The first requirement is maintaining the naval blockade unconditionally, regardless of Iranian announcements about Hormuz openings. Iran has been selectively admitting ships from China, Turkey, Pakistan, and India under bilateral arrangements while blocking others, converting the strait into a political instrument rather than surrendering the leverage it provides. A blockade that can be circumvented through side deals is not a blockade. It is theater. CENTCOM must enforce the blockade against all sanctioned traffic without exceptions, including Chinese tankers, and Trump must be prepared to make that enforcement the hill his presidency stands on, economically and diplomatically.

The second requirement is activating European snap-back sanctions immediately. Secretary of State Marco Rubio urged European countries on April 18 to quickly reimpose sanctions, warning that Iran is approaching nuclear weapons capability. This call should not have been made publicly as a request. It should have been delivered as a condition. Washington has leverage over European access to American markets and defense cooperation that it has consistently refused to use in Iran policy. That reluctance must end. A European sanctions regime that closes off the money that the blockade does not reach, will give Iran no economic off-ramp that does not run through US terms.

The third requirement is the most uncomfortable to name. The Iranian people have already done the work the administration hoped bombing would do. Surveys conducted inside Iran show that Iranians believe protests, foreign pressure, and intervention are more likely to bring about political change than elections and reforms. The regime is militarily weakened, culturally weakened, and economically weakened, with a plummeting currency. Protests that began in December 2025 over economic conditions grew into nationwide demonstrations in all 31 provinces, with hundreds of thousands participating and calls shifting from economic grievances to the overthrow of the Islamic Republic itself. This is the most significant popular uprising Iran has seen since 1979, and it is happening right now, under the weight of the war and the blockade.

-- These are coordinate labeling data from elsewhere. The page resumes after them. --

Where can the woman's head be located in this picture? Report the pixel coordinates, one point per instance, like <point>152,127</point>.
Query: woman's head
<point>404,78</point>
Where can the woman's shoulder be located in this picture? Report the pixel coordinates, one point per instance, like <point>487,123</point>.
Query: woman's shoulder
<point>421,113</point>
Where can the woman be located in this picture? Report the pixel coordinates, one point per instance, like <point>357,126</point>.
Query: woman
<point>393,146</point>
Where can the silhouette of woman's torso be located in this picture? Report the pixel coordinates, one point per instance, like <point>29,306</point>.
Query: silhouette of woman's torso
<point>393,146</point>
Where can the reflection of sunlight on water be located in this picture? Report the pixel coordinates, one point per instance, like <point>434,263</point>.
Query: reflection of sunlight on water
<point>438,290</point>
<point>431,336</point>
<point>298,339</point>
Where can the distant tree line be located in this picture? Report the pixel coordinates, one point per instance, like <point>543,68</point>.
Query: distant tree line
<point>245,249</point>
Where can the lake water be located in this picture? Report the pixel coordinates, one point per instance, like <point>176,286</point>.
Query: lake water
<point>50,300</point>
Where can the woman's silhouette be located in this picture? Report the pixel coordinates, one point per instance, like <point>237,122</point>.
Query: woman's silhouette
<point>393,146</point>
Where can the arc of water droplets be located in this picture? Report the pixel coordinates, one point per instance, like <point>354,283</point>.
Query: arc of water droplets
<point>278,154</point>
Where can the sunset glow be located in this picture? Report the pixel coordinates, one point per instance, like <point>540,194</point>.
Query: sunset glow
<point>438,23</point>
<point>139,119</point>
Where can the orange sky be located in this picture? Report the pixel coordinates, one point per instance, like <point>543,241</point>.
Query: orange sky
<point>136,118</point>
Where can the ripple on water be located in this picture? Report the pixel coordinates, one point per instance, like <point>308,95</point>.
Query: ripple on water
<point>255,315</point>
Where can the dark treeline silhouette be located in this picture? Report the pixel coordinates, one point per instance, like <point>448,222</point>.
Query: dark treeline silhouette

Trump called on the Iranian people to take their government at the outset of the war. He should not abandon that call as a diplomatic inconvenience. Materially supporting the opposition, providing Internet access to circumvent the regime’s blackout, and making unambiguous public commitments to the protesters that American pressure will not cease while the IRGC shoots demonstrators in the street are actions within the administration’s power. They cost nothing militarily and they impose a political cost on the regime that no bomb can replicate.

A deal that leaves Iran with a five-year enrichment window and underground missile cities under reconstruction is not a deal. It is a countdown. Trump knows what the alternative looks like. He should pursue it.